Classroom Management: Basic Fractions (3rd or 4th Grade Level)
This lesson is on learning the basics of fractions. Materials used will include:
- Blackboard instruction with colored chalk
- Construction paper, scissors, and glue
A. Direct Instruction
The lesson will consist of an explanation on the board of cutting a circle into pieces—halves, thirds, fourths, fifths, sixths, etc. This will be repeated with other shapes: A triangle into halves, sixths. A square into halves, thirds, quarters, etc. The way of writing each of these will be expressed. Then a group of 12 small circles on the board—how do you break this into thirds, halves, sixths, etc. Comparisons will be drawn to such items as pieces of pizza or pie, or eating part of an apple.
When the concepts seem clear, students will be assigned a section on the blackboard in small groups, and each one will have a figure (square, circle, group). Each will be asked to separate their figure into some simple fraction (halves, thirds, fourths, etc.). They will be asked to indicate ¼ and ¾, for example, and color each in different colors and to correctly label the fractions beside their diagrams. As needed, groups at the board will rotate so every child has a chance to do some of the problems. Furthermore, alternative ways of doing the diagram will be illustrated. For example cutting a square into fourths could be accomplished either with an X or a + type of cut.
a. Goal 1: Basic concepts: Students will understand the concepts of numerator, denominator, and that fractions are pieces of a whole.
b. Goal 2: Applicability: Students will understand that fractions correspond to equal-sized pieces of a single whole, or to multiple elements of a larger group.
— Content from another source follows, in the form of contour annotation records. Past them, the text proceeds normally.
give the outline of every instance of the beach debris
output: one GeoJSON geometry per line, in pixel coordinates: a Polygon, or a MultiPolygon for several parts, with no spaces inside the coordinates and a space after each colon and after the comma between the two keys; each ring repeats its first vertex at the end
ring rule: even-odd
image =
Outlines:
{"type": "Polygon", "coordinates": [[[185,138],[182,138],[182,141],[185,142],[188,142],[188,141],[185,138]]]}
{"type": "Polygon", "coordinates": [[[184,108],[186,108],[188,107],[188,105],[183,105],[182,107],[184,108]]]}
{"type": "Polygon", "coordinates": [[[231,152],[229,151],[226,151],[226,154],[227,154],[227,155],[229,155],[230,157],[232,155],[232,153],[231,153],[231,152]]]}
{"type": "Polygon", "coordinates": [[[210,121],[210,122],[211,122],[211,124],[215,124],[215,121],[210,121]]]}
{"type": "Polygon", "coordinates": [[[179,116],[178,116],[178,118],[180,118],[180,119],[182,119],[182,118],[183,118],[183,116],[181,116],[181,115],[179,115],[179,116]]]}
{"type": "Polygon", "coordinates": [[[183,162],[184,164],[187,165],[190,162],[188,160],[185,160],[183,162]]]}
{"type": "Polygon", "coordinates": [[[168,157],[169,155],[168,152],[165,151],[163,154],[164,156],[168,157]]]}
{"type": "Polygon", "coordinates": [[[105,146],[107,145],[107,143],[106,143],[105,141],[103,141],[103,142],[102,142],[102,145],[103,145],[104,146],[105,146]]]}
c. Goal 3 Expressing Fractions: Students will understand how to construct and write simple fractions.
Students are expected to listen attentively and participate in class discussion and the at-board work in turn.
a. Consequence: If not listening attentively, the student will be moved to the board to participate to give them a chance to move around a little while participating.
b. Reinforcement: Students who do well in their participation will receive an appropriate reward.
B. Cooperative Work
Students will be divided into groups of various sizes and with varying abilities in each group. The groups will be given a colored construction paper sheets. Each student in the group will throw a die (or draw a number or spin a spinner) to determine a number from 3 to 6. (If they throw or spin a 1or 2 they try again.) They will be asked to cut their construction paper sheet into that many pieces in any way they like as long as all pieces are the same size; they will label their pieces with the fraction the piece represents. One piece of paper supplied by the teacher will serve as a trunk. The group will then combine those pieces into a “fractal fraction tree” with each student having one level of branching beyond the trunk. The pieces will be pasted onto the tree appropriately; an example will be shown to demonstrate the idea (Naylor, 2005). Other problems will involve coming up with more than one way to represent fractions such as 2/3 and 4/5. For example, what are two or three different ways to cut a pizza in which 3 people can get equal amounts? The groups will be monitored by the teacher to ensure that it meets criteria of being (1) mathematically correct and (2) universal participation (Ball, Sleep, Boerst, and Bass, 2009).
a. Goal 1 Apply fractions to real-world problems: Students will begin to see that fractions are used in real life.
b. Goal 2 Understand different ways to represent fractions: Students will understand that equivalent fractions mean the same thing, such as 1/3 of a pizza being the same as 2/6 and 4/12.
The students are expected to participate in their group discussions and contribute to their group without dominating the group.
a. Consequence: If one person is dominating the group they will be asked to step down and let others contribute. If one person is not participating they will be asked to lead the group.
b. Reinforcement: The group that creates the most liked fractal fraction tree (as voted on by the class) gets a reward.
Students will be assigned two tasks to do at home. One task is to do a take-home worksheet that provide practice in illustrating fractions. A second task is to determine how to figure simple fractions of fractions—for example, taking 1/3 of 3/4 to get 1/4.
a. Goal 1: To gain practice in working with fractions.
b. Goal 2: To anticipate the following lesson on combining fractions and get the students to think about how fractions might combine.
2. Rule 3
Students will complete their homework assignment.
a. Consequence: Not completing the worksheet or completing it badly will result in a bad score for that assignment. The second part of the worksheet (i.e., the section on figuring fractions of fractions) is not graded since that material has not yet been covered in the class.
b. Reinforcement: Those who complete the worksheet get a good grade on the task. Those who also make an attempt to do the second part of the worksheet get extra credit.